Returning to Montserrat...
With the end of summer fast approaching, plans were afoot to have Ayesha and her brother enrol at a school in Antigua, but with some improvement to the situation in Montserrat, they returned home with Granny Mamzel.
“We went back to Plymouth and we were there awhile… we got complacent, you know, there’s nothing really happening, there’s no big explosion. But the dome kept growing and a piece of it would just fall off now and again, there would be a bit of pyroclastic flow, ash… but we weren’t really worried yet…”
While some of her friends migrated to England, Ayesha and her family stayed in Montserrat.
Her uncle was one of the head officials at the Emergency Operations Centre so they figured if anything he would be able to help them get out of harms way quickly.
This theory faced the ultimate test in 1997.
Ayesha said she was in school during what appeared to be a typical day.
Because of the constant activity at the Soufriere Hills Volcano, drills were frequent to ensure that every student would make it safely out, should the need arise.
“That day will always live in my memory like it’s planted there, it will never be removed. I remember the sounds, I remember the expressions on people’s faces. And in our class, we had, one boy, Curtis whose parents were farmers. During the day some people chanced going into the unsafe zone but they had to be out by night time and they had to keep their radio on. Anyway, on this day I don’t even think it was even midday yet and we could feel that there was something in the air. Something was, I don’t even know how to describe it but we knew something was coming. We kept hearing these things on the radio, and Curtis he was so scared. He said: “my parents are up in the hills today, they’re up in the hills, they’re farming today”.
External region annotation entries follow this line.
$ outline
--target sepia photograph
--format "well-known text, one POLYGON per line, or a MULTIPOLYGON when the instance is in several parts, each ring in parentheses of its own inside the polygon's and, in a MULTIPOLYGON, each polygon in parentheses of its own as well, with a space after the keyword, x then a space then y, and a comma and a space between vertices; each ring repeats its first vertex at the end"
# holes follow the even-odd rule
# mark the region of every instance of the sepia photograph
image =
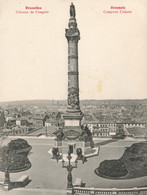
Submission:
POLYGON ((0 195, 147 195, 147 1, 0 1, 0 195))

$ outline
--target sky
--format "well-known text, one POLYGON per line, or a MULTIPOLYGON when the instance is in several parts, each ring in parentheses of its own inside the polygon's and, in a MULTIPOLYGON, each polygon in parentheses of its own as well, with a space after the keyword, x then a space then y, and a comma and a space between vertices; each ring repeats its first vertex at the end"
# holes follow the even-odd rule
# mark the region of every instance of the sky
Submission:
MULTIPOLYGON (((147 98, 147 1, 72 2, 81 35, 80 99, 147 98), (132 13, 104 13, 119 12, 111 6, 132 13)), ((0 1, 0 101, 67 98, 70 3, 0 1), (48 13, 16 13, 26 6, 48 13)))

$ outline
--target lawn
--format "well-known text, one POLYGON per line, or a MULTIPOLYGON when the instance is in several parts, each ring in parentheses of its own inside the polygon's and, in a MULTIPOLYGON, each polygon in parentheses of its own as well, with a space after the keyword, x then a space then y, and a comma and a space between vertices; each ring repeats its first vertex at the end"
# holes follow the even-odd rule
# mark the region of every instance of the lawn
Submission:
POLYGON ((113 179, 131 179, 147 176, 147 142, 126 147, 121 158, 104 160, 95 173, 113 179))

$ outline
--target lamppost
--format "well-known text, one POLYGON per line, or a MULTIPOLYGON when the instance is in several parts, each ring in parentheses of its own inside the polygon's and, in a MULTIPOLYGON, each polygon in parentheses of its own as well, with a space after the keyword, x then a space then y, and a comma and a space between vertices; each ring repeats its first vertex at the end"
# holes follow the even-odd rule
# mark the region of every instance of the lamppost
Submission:
POLYGON ((62 168, 66 168, 67 171, 68 171, 68 176, 67 176, 67 188, 72 188, 72 170, 73 168, 77 168, 77 164, 78 164, 78 161, 76 160, 75 161, 75 165, 71 165, 71 152, 68 152, 68 156, 67 156, 67 159, 68 159, 68 165, 64 165, 65 161, 62 160, 62 168))

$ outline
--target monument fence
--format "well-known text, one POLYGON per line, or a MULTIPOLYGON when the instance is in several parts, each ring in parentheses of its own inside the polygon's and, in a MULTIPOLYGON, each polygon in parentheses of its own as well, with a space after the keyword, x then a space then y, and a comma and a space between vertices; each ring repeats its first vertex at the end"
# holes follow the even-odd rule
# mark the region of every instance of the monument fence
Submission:
POLYGON ((147 195, 147 187, 133 187, 133 188, 85 188, 73 187, 73 195, 82 194, 105 194, 105 195, 147 195))

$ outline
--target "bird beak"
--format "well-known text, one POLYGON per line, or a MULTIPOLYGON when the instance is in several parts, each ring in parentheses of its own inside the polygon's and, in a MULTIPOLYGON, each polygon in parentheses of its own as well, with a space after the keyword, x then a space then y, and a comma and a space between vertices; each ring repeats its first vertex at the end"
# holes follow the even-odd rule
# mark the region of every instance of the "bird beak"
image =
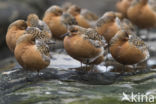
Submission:
POLYGON ((61 38, 64 38, 65 36, 69 36, 69 32, 67 32, 67 33, 65 33, 65 34, 63 34, 63 35, 61 35, 60 37, 61 37, 61 38))

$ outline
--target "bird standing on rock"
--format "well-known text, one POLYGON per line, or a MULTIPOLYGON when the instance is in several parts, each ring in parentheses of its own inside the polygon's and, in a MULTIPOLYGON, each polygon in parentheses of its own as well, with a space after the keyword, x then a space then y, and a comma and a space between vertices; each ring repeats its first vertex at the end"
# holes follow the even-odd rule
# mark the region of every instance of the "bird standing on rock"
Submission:
POLYGON ((84 27, 84 28, 89 28, 91 27, 89 24, 89 21, 81 14, 81 8, 79 8, 76 5, 72 5, 68 11, 72 16, 75 17, 77 23, 79 26, 84 27))
POLYGON ((95 29, 71 26, 64 38, 67 53, 81 63, 94 65, 104 60, 105 41, 95 29))
POLYGON ((16 20, 15 22, 9 25, 6 34, 6 43, 12 52, 14 52, 14 49, 16 47, 16 41, 21 35, 23 35, 26 28, 27 23, 24 20, 16 20))
POLYGON ((46 10, 43 21, 47 23, 54 38, 58 40, 62 40, 61 35, 67 32, 69 24, 77 23, 74 17, 70 16, 70 14, 64 14, 63 9, 57 5, 53 5, 46 10))
POLYGON ((41 34, 36 28, 29 29, 17 40, 14 54, 24 69, 39 72, 50 64, 49 47, 42 39, 36 39, 41 34))
POLYGON ((146 61, 150 55, 147 45, 133 32, 120 30, 110 41, 110 53, 123 65, 134 65, 146 61))
POLYGON ((97 32, 104 36, 107 43, 109 44, 109 41, 111 38, 119 31, 120 27, 118 26, 116 22, 116 17, 118 17, 119 13, 116 12, 106 12, 96 23, 96 30, 97 32))

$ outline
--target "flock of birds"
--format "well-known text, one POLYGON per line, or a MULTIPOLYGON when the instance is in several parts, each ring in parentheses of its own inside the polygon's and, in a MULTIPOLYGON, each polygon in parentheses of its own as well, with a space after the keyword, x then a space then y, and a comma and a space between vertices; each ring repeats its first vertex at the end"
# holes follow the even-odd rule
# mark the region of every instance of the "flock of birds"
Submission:
POLYGON ((6 42, 18 63, 31 71, 39 72, 50 64, 49 46, 55 40, 63 41, 66 52, 83 64, 98 65, 110 53, 123 65, 135 65, 150 57, 134 26, 156 26, 156 3, 149 1, 119 0, 118 12, 108 11, 100 18, 72 3, 52 5, 42 20, 29 14, 27 20, 11 23, 6 42))

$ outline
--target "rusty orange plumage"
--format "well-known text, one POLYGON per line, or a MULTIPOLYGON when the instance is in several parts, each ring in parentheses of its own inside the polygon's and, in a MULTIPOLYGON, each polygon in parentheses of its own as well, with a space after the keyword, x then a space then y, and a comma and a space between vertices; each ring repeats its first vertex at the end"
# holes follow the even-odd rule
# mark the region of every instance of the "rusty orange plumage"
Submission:
POLYGON ((89 21, 81 14, 81 8, 78 6, 72 5, 67 12, 75 17, 79 26, 84 28, 91 27, 89 21))
POLYGON ((16 20, 9 25, 6 34, 6 43, 12 52, 14 52, 16 41, 21 35, 23 35, 26 28, 27 24, 24 20, 16 20))
POLYGON ((50 53, 42 39, 35 39, 36 32, 26 31, 16 43, 16 60, 26 70, 40 71, 50 64, 50 53))
POLYGON ((128 30, 118 31, 111 39, 110 53, 123 65, 138 64, 150 56, 144 41, 128 30))
POLYGON ((104 42, 96 30, 72 26, 69 31, 64 48, 71 57, 84 64, 99 64, 104 60, 104 42))

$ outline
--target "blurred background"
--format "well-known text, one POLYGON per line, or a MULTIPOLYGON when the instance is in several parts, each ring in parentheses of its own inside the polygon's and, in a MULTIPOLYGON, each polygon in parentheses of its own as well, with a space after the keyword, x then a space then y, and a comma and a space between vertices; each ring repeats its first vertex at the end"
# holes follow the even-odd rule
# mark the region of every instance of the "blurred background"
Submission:
POLYGON ((17 19, 26 19, 29 13, 36 13, 42 18, 48 7, 62 5, 65 2, 87 8, 101 16, 105 11, 116 10, 117 0, 0 0, 0 60, 13 55, 5 42, 5 35, 10 23, 17 19))

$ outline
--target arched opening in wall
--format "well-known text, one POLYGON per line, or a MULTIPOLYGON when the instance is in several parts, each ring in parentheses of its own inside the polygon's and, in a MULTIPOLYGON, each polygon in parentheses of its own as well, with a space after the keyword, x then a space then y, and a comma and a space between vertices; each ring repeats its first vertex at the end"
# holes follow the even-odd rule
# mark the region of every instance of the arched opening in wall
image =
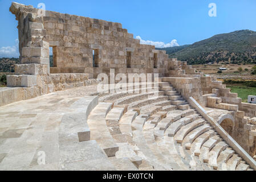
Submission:
POLYGON ((154 68, 157 68, 157 53, 154 53, 154 68))
POLYGON ((57 61, 56 59, 56 46, 49 47, 49 59, 50 59, 50 67, 56 67, 57 61))
POLYGON ((132 52, 127 51, 126 52, 126 64, 127 68, 132 68, 131 62, 132 62, 132 52))
POLYGON ((92 50, 92 64, 94 67, 99 67, 99 49, 92 50))
POLYGON ((222 121, 221 123, 221 126, 226 131, 229 135, 231 135, 234 130, 234 123, 232 120, 229 118, 226 118, 222 121))

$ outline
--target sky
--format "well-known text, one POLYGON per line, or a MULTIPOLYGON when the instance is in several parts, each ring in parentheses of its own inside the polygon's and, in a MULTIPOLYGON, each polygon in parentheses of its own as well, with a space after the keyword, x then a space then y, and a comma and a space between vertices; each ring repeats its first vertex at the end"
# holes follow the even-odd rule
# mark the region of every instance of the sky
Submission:
MULTIPOLYGON (((255 0, 15 0, 47 10, 121 23, 142 44, 192 44, 236 30, 256 31, 255 0), (212 6, 214 3, 214 6, 212 6), (209 6, 209 5, 211 5, 209 6)), ((0 0, 0 57, 19 56, 18 22, 0 0)))

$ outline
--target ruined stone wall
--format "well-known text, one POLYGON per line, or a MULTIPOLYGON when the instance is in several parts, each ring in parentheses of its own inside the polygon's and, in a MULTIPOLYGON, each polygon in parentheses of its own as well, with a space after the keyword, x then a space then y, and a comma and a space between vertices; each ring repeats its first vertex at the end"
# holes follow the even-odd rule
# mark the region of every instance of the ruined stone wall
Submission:
POLYGON ((166 72, 165 51, 140 44, 120 23, 50 11, 45 11, 45 16, 31 18, 40 10, 31 6, 15 11, 18 12, 12 13, 18 14, 21 55, 22 48, 34 40, 28 35, 31 32, 40 34, 54 51, 55 67, 51 68, 51 73, 99 73, 106 68, 116 68, 116 72, 124 73, 132 72, 132 68, 140 73, 166 72), (97 52, 97 68, 94 68, 93 50, 97 52), (127 68, 128 52, 131 56, 127 68))

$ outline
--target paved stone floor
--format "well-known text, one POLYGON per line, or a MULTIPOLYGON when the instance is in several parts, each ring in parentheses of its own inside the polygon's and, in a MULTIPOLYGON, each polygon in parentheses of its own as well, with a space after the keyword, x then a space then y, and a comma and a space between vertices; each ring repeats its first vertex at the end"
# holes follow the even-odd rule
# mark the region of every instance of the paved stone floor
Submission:
POLYGON ((96 90, 96 85, 72 88, 0 107, 0 170, 59 169, 63 116, 75 112, 78 106, 72 105, 94 97, 86 96, 96 90), (46 164, 39 166, 41 151, 46 164))

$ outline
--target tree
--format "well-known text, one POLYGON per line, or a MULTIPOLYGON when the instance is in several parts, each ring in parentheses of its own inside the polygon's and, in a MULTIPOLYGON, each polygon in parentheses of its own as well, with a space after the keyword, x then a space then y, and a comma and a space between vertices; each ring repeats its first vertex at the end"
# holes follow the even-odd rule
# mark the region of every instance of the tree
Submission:
POLYGON ((242 67, 239 67, 238 68, 237 68, 237 70, 241 73, 243 71, 243 68, 242 68, 242 67))

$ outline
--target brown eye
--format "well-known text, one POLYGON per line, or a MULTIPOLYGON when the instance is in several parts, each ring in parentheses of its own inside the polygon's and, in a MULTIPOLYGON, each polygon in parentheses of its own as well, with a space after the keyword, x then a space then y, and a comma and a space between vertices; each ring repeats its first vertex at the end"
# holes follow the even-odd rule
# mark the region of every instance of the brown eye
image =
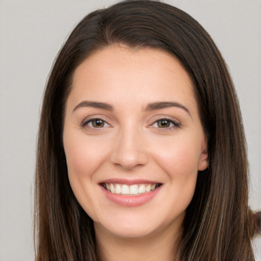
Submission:
POLYGON ((157 121, 157 125, 160 128, 168 128, 170 125, 170 121, 166 119, 157 121))
POLYGON ((89 123, 94 128, 102 128, 105 125, 104 120, 100 119, 93 119, 90 121, 89 123))

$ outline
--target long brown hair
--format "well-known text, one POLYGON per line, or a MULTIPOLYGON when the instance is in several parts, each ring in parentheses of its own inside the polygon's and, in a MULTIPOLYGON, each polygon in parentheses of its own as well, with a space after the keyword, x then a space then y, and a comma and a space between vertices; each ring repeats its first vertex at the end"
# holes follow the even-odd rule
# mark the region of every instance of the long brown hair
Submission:
POLYGON ((57 57, 45 90, 38 134, 36 260, 100 260, 92 220, 69 183, 63 123, 75 69, 95 50, 119 43, 171 54, 194 84, 208 139, 209 167, 198 174, 186 211, 178 259, 253 260, 246 142, 226 64, 195 19, 177 8, 149 0, 125 1, 90 13, 77 25, 57 57))

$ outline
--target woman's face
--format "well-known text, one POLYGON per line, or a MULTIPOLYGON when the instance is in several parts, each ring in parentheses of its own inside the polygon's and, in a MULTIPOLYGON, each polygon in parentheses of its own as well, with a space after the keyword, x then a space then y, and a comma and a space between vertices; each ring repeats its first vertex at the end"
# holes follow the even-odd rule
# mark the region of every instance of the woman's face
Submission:
POLYGON ((153 49, 111 46, 77 68, 63 142, 72 189, 96 232, 121 237, 179 229, 207 167, 190 77, 153 49))

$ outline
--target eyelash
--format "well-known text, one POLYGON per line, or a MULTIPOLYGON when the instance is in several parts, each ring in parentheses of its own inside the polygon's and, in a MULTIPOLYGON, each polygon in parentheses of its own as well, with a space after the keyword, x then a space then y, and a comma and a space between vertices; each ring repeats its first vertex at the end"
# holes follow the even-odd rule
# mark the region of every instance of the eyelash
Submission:
MULTIPOLYGON (((93 118, 92 119, 88 119, 87 120, 84 120, 81 123, 81 126, 82 127, 85 127, 88 125, 90 128, 92 129, 96 129, 97 130, 106 127, 111 127, 112 125, 110 125, 105 120, 103 120, 100 118, 93 118), (93 126, 93 123, 95 121, 100 121, 103 123, 103 125, 101 127, 95 127, 93 126), (91 125, 90 125, 90 123, 91 124, 91 125), (106 125, 106 126, 104 126, 104 125, 106 125)), ((152 124, 150 125, 149 127, 154 127, 157 128, 162 129, 162 130, 171 130, 177 127, 180 127, 180 124, 175 121, 173 120, 171 120, 170 119, 168 119, 167 118, 161 118, 160 119, 157 119, 155 121, 154 121, 152 124), (167 124, 173 124, 172 126, 167 126, 166 127, 160 127, 159 126, 159 123, 160 122, 163 122, 164 121, 166 121, 167 122, 167 124), (154 126, 155 124, 156 124, 157 126, 154 126)))
POLYGON ((150 127, 153 127, 155 124, 156 124, 157 126, 155 126, 155 127, 161 129, 162 130, 171 130, 177 127, 180 127, 180 124, 173 120, 171 120, 170 119, 168 119, 168 118, 161 118, 160 119, 158 119, 157 120, 156 120, 152 124, 150 125, 150 127), (168 122, 169 124, 173 124, 172 126, 169 126, 166 127, 163 127, 161 128, 159 126, 159 123, 161 121, 166 121, 168 122))
POLYGON ((105 120, 101 119, 100 118, 93 118, 92 119, 88 119, 87 120, 84 120, 81 123, 81 126, 82 127, 85 127, 86 125, 88 125, 89 127, 93 128, 93 129, 100 129, 105 127, 111 127, 111 125, 108 123, 105 120), (92 123, 92 126, 90 126, 89 124, 93 123, 95 121, 102 121, 104 124, 107 124, 108 126, 102 126, 102 127, 94 127, 93 124, 92 123))

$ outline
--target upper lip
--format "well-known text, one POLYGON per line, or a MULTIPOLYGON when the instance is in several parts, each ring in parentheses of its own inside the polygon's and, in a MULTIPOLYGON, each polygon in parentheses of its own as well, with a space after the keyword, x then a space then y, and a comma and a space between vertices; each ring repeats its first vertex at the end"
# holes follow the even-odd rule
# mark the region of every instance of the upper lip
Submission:
POLYGON ((161 183, 160 182, 151 180, 149 179, 126 179, 126 178, 109 178, 105 179, 99 182, 99 184, 102 183, 114 183, 117 184, 126 184, 127 185, 133 185, 134 184, 158 184, 161 183))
They were all petrified and as they would soon find out, their fear...the unease they felt all day, was justified.
“We just saw this plume, oh my gosh, this plume of ashy cloud. And it just kept going, and going, and going nonstop. And we’re waiting, they’re telling us to line up, we have to get evacuated, we have to leave. I had to leave but I had to find my younger brother, make sure he was with me cause if he wasn’t my grandmother woulda killed me.”
Thankfully, Ayesha found her brother and they were being piled onto the school bus when Curtis’ parents truck sped by.
“We were standing right there and we see this white truck, which is Curtis father’s truck just zoom past, going out of the danger zone, cause we’re right on the edge of both zones. And we saw it and we’re like oh my gosh thank God they made it out.”
The students were taken from school and dropped off in Salem, which according to Ayesha was just a little distance away from the unsafe zone.
From there, they had to make their own way home.
“Now I look back on it I think, that it’s so irresponsible because how can you leave children in the middle of an area without any idea of how they’re going to get home? But luckily I was a little bit older and I could help my brother and we got home. Later in the night, we found out that Curtis’ mother, his aunt and another brother from the church had died. Only Curtis’ father made it out, it was gut-wrenching.”
Ayesha described the funeral as one of the most tragic experiences she’s had.
“They couldn’t even get them into coffins because of how they died. They were buried in the same position they were in when the ash came down. My uncle was actually a part of the team that went into the danger zone to retrieve those bodies and bring them back so that they could be buried. I remember the screaming… one guy left like five very young kids. His young wife, they were from Guyana but they had moved to Montserrat. I could see the children just clinging to their mother, they probably didn’t even understand what was happening. So yeah, those are the closest people that I knew from that eruption, who died in that eruption on June 25, 1997. I will never forget that day.”